Try that one on with today’s literature of family dysfunction! In a contemporary novel, a daughter like Louie would be destroyed for years because her mother beat her and mocked her, because she was fat and had to wear shabby clothes to school, because her father called her stupid and read her poems out loud to the other children as a joke. When I think of what The Man Who Loved Children would have been in the hands of a lesser, more conventional artist, I am all the more filled with admiration for Christina Stead. There is not an ounce of self-pity in this entire book–instead, there’s a pity for humanity, mixed with a wild, almost Henny-ish relish for the comic and terrifying extremes of life.

I think the character of Henny is a very feminist creation, actually–she is what you get when you bottle up a wife’s tremendous energies in miserable and unequal marriage, when you arrange society so that women are trapped in the house. And if I ever teach again, this book is going right at the top of my syllabus. I wonder if the problem with teaching this book isn’t less Henny’s character than that it just offers more domestic excruciation than many professors want to handle. (All right class, for next time, read up to the passage where Sam gets the children up so they can listen to Henny’s agonized shrieks in childbirth.) Stead certainly makes you notice all that is reserved and genteel and unstated in other writers’ fiction. Maybe I’m not the only person whose initial response to the prospect of reading this book is: I don’t want to know.
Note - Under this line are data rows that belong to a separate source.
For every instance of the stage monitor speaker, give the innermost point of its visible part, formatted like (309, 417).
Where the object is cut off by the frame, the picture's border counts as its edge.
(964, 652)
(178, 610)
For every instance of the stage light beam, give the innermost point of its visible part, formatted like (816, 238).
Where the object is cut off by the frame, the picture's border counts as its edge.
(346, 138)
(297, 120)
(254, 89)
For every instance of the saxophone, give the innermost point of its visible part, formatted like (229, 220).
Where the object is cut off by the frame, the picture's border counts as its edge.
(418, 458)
Speaking of gentility, you mentioned money as something that is missing from much fiction. I think that’s a 20th century thing; the great 19th century writers go on about it at length: It’s fundamental to Jane Austen, Dickens, Trollope, George Eliot (as you mentioned), the Brontes (that Jane Eyre is poor and plain is the most important fact about her, except to herself), and of course all the French novelists, Balzac most famously. It’s even there in Woolf and E.M. Forster–although there it’s mostly a preoccupation of subsidiary working-class characters who are often rather snobbishly depicted–not to mention George Orwell and Evelyn Waugh and Sinclair Lewis and Dreiser, and have I left anyone out? I think the shyness of novelists about money and its role in the lives of fictional characters is a recent phenomenon having to do with anti-realism, the elevation of the novel as an art form, and the interests of contemporary readers, which tend more to sex. Or possibly some other reasons. Or maybe it isn’t even true.
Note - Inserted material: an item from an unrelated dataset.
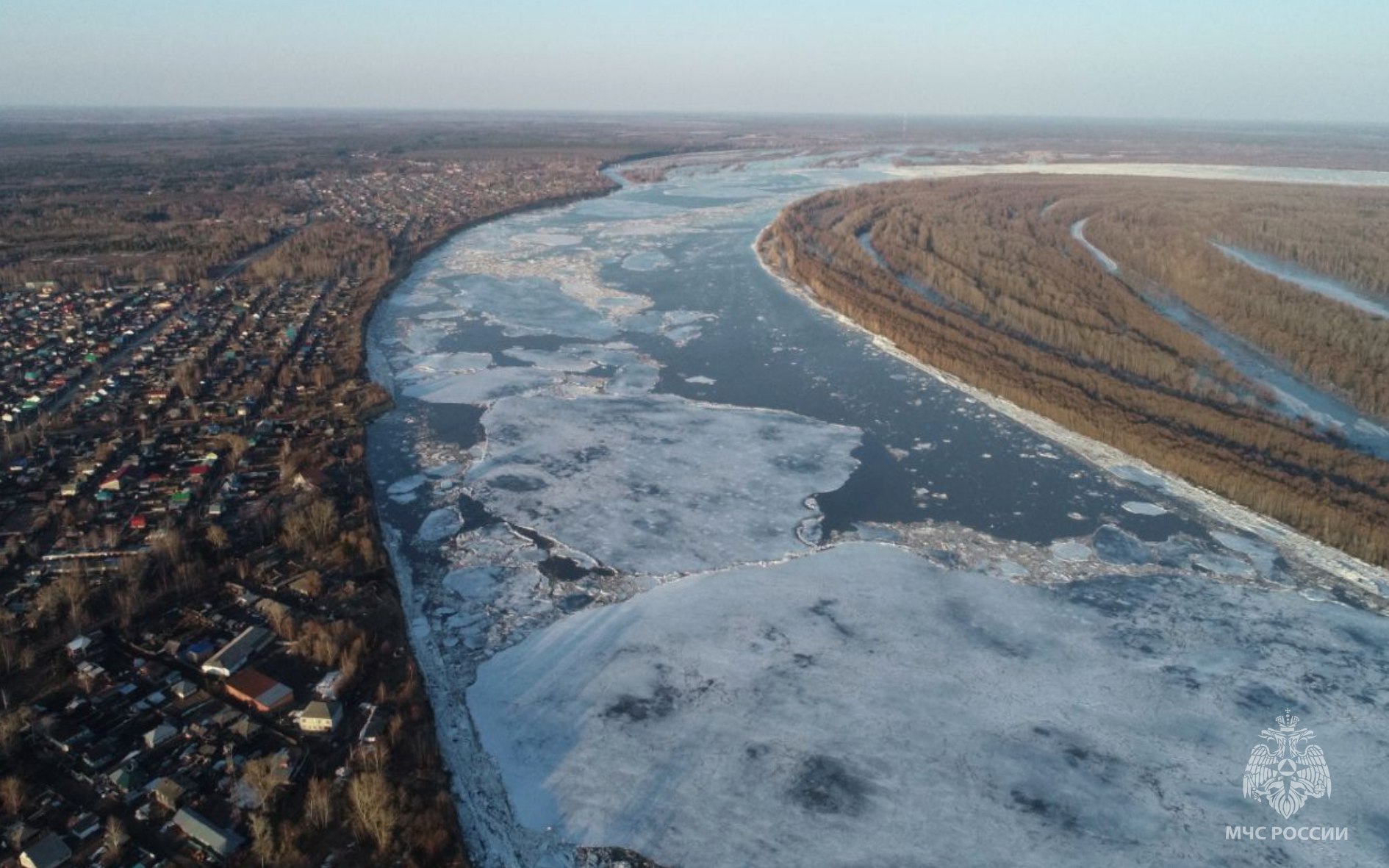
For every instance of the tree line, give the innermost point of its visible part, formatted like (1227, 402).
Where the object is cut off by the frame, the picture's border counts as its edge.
(1025, 313)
It’s interesting, though, that Christina Stead, for whom the economics of the Pollit family was such a concern, was something of a communist (not a party member, but a sympathizer). She lived for decades with an ex-banker-turned-writer who under the name of William Blake wrote An American Looks at Karl Marx, which I am assured by my friend the Last Marxist is the wittiest and cleverest and clearest guide to Marx’s thought he’s ever read. (And he’s read a lot of them.) You certainly don’t see explicit left-wing politics in The Man Who Loved Children, but you can see she is interested in demystifying economic relations within the family and in laying bare the material base on which the cultural superstructure of the Pollit family has been erected. Although, being a novelist, and a very great one, she might not put it like that.

I’ve enjoyed this tremendously, Marjorie, and I look forward to your last words. Perhaps between us we can move The Man Who Loved Children into triple digits on Amazon.com.